Case study: Who pays for pandemic preparedness (and who should)?

The shortcomings of the response to the COVID-19 pandemic emphasised the need for investing in pandemic preparedness. The concepts of global public goods are, at least in part, applicable here: everyone would benefit from pandemic preparedness as its benefits cannot be confined to specific countries, making these efforts nonexcludable. If the initial outbreak in Wuhan was prevented or controlled in an appropriate manner, the global burden of the COVID-19 pandemic may have been prevented. Further, the concept of nonrivalry would also apply as prevention of disease spread would be available to all without diminishing the benefits to any one country, whether they invest in pandemic prevention partnerships or not. 

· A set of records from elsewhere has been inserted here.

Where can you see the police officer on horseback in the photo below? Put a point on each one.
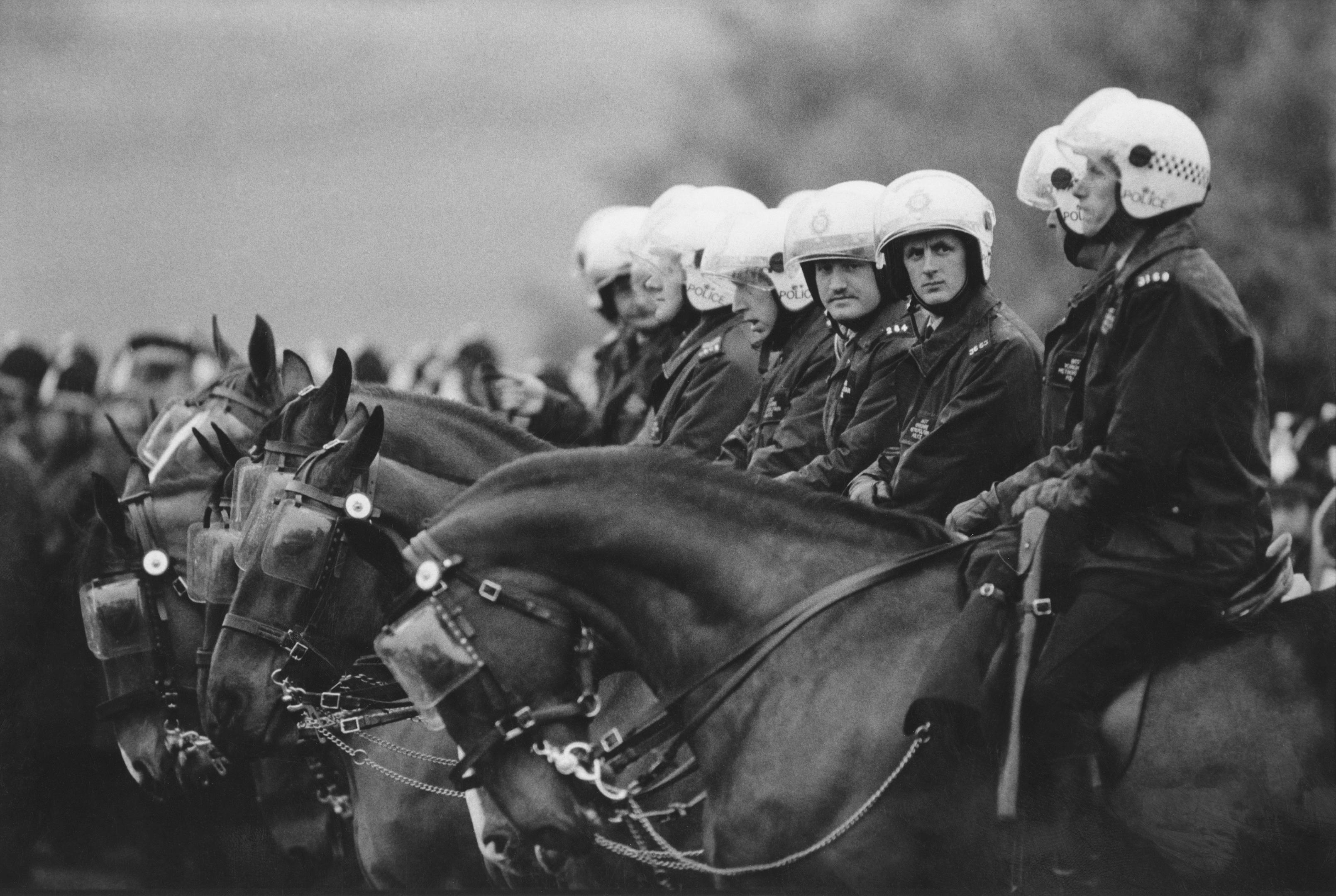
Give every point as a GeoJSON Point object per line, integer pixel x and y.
{"type": "Point", "coordinates": [831, 239]}
{"type": "Point", "coordinates": [1160, 494]}
{"type": "Point", "coordinates": [783, 429]}
{"type": "Point", "coordinates": [711, 378]}
{"type": "Point", "coordinates": [969, 396]}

A disease surveillance system that could provide alerts globally, not just to the country that hosts the system, is a fitting example. Similar to the case of a vaccinated individual preventing disease transmission and providing benefits to the wider population, if a few countries have surveillance systems in place, this will benefit nations who do not. Recognising the importance of this, in 2023 the Pandemic Fund Governing Board allocated their first round of funding to strengthen disease surveillance, early warning laboratory systems, and relevant workforce development in 37 countries across six regions. Notably, this effort to boost resilience to future pandemics funded 19 projects in the first call, with over 75 percent involving low- and lower-middle-income countries. Further, the Pandemic Fund aims to support multi-country projects that foster cross-border, regional collaboration. While not all nations will be able to prioritise investments in disease surveillance individually or through the initial funding call from the Pandemic Fund, they will still be able to reap the benefits of the disease surveillance systems if governed and coordinated appropriately.  

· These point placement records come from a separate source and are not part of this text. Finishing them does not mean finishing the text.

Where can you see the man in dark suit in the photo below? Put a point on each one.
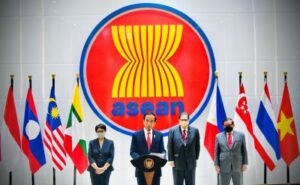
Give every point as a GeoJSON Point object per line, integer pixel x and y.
{"type": "Point", "coordinates": [231, 157]}
{"type": "Point", "coordinates": [101, 155]}
{"type": "Point", "coordinates": [183, 151]}
{"type": "Point", "coordinates": [147, 141]}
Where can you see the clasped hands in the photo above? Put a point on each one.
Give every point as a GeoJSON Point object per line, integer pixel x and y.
{"type": "Point", "coordinates": [100, 170]}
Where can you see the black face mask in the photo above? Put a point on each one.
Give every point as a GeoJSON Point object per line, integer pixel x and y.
{"type": "Point", "coordinates": [228, 129]}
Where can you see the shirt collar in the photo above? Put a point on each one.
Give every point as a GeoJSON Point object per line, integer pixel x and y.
{"type": "Point", "coordinates": [146, 131]}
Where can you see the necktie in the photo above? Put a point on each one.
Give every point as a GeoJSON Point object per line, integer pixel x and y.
{"type": "Point", "coordinates": [148, 141]}
{"type": "Point", "coordinates": [184, 136]}
{"type": "Point", "coordinates": [230, 140]}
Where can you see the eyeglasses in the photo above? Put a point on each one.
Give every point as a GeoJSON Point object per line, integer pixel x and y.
{"type": "Point", "coordinates": [150, 120]}
{"type": "Point", "coordinates": [184, 120]}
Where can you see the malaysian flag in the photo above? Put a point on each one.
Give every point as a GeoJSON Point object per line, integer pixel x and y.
{"type": "Point", "coordinates": [54, 136]}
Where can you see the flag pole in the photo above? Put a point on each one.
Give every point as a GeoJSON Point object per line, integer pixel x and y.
{"type": "Point", "coordinates": [218, 174]}
{"type": "Point", "coordinates": [53, 169]}
{"type": "Point", "coordinates": [74, 180]}
{"type": "Point", "coordinates": [287, 166]}
{"type": "Point", "coordinates": [265, 166]}
{"type": "Point", "coordinates": [30, 86]}
{"type": "Point", "coordinates": [240, 78]}
{"type": "Point", "coordinates": [12, 88]}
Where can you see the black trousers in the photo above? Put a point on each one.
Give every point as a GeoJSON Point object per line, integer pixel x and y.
{"type": "Point", "coordinates": [187, 176]}
{"type": "Point", "coordinates": [141, 180]}
{"type": "Point", "coordinates": [102, 179]}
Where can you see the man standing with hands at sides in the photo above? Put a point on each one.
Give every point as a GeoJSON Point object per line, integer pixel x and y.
{"type": "Point", "coordinates": [146, 141]}
{"type": "Point", "coordinates": [231, 157]}
{"type": "Point", "coordinates": [183, 151]}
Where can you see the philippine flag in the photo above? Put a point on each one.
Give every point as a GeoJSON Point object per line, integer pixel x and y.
{"type": "Point", "coordinates": [265, 121]}
{"type": "Point", "coordinates": [32, 143]}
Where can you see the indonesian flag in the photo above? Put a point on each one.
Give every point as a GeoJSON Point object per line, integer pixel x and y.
{"type": "Point", "coordinates": [242, 116]}
{"type": "Point", "coordinates": [287, 131]}
{"type": "Point", "coordinates": [214, 123]}
{"type": "Point", "coordinates": [75, 143]}
{"type": "Point", "coordinates": [10, 133]}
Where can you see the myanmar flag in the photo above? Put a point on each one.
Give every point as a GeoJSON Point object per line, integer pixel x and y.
{"type": "Point", "coordinates": [287, 129]}
{"type": "Point", "coordinates": [75, 143]}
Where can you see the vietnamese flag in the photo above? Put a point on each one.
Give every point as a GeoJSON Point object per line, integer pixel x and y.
{"type": "Point", "coordinates": [287, 129]}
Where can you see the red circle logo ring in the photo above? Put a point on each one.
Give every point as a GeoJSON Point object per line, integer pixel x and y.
{"type": "Point", "coordinates": [142, 58]}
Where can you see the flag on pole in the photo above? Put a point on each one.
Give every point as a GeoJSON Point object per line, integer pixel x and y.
{"type": "Point", "coordinates": [32, 142]}
{"type": "Point", "coordinates": [287, 131]}
{"type": "Point", "coordinates": [10, 133]}
{"type": "Point", "coordinates": [10, 117]}
{"type": "Point", "coordinates": [242, 116]}
{"type": "Point", "coordinates": [53, 134]}
{"type": "Point", "coordinates": [265, 121]}
{"type": "Point", "coordinates": [75, 143]}
{"type": "Point", "coordinates": [214, 123]}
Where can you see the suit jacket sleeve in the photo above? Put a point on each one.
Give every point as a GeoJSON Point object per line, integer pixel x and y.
{"type": "Point", "coordinates": [90, 152]}
{"type": "Point", "coordinates": [244, 151]}
{"type": "Point", "coordinates": [111, 153]}
{"type": "Point", "coordinates": [197, 144]}
{"type": "Point", "coordinates": [171, 146]}
{"type": "Point", "coordinates": [162, 146]}
{"type": "Point", "coordinates": [217, 152]}
{"type": "Point", "coordinates": [133, 147]}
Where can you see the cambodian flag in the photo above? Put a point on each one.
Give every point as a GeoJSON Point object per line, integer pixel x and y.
{"type": "Point", "coordinates": [32, 143]}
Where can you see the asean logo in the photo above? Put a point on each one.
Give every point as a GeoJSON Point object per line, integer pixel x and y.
{"type": "Point", "coordinates": [146, 57]}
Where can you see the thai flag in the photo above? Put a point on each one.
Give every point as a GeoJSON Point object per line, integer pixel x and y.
{"type": "Point", "coordinates": [265, 121]}
{"type": "Point", "coordinates": [32, 143]}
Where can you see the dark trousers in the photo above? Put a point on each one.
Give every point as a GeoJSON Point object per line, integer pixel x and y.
{"type": "Point", "coordinates": [141, 180]}
{"type": "Point", "coordinates": [237, 178]}
{"type": "Point", "coordinates": [102, 179]}
{"type": "Point", "coordinates": [187, 176]}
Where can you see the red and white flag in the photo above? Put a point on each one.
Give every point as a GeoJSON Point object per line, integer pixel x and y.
{"type": "Point", "coordinates": [242, 116]}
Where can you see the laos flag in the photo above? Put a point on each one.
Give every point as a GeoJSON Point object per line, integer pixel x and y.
{"type": "Point", "coordinates": [32, 143]}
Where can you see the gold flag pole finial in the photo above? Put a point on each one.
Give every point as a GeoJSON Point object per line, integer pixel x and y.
{"type": "Point", "coordinates": [285, 76]}
{"type": "Point", "coordinates": [265, 75]}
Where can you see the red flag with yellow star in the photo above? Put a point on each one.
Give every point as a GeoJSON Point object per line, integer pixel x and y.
{"type": "Point", "coordinates": [287, 129]}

When it comes to determining how to govern and who should manage supranational priority-setting and cross-border externalities, global and regional institutions such as the Pandemic Fund, Africa CDC, and the Coalition for Epidemic Preparedness and Innovations (CEPI) have a legitimate rationale to set relevant priorities. For example, they will rightly have disease surveillance as a priority for boosting pandemic resilience and may offer earmarked assistance without this being an unjustified undermining of national priority-setting. Governance in regional and global institutions which pursue common goods should of course sufficiently reflect the constituencies they intend to serve and indeed the Pandemic Fund’s evaluation of proposals reports community involvement, inclusivity, and marginalised populations. 

Conclusion

While the New Compact proposal highlights the various challenges with the current global health architecture and outlines an approach to “put aid in its place” by empowering country-led priority-setting, there is nevertheless a place for regional or global institutions to set priorities on regional or global common goods, with appropriate participatory governance mechanisms. Countries and donors should recognise this distinction while seeking reforms to global health financing. 

Many thanks to Javier Guzman and Pete Baker for their input.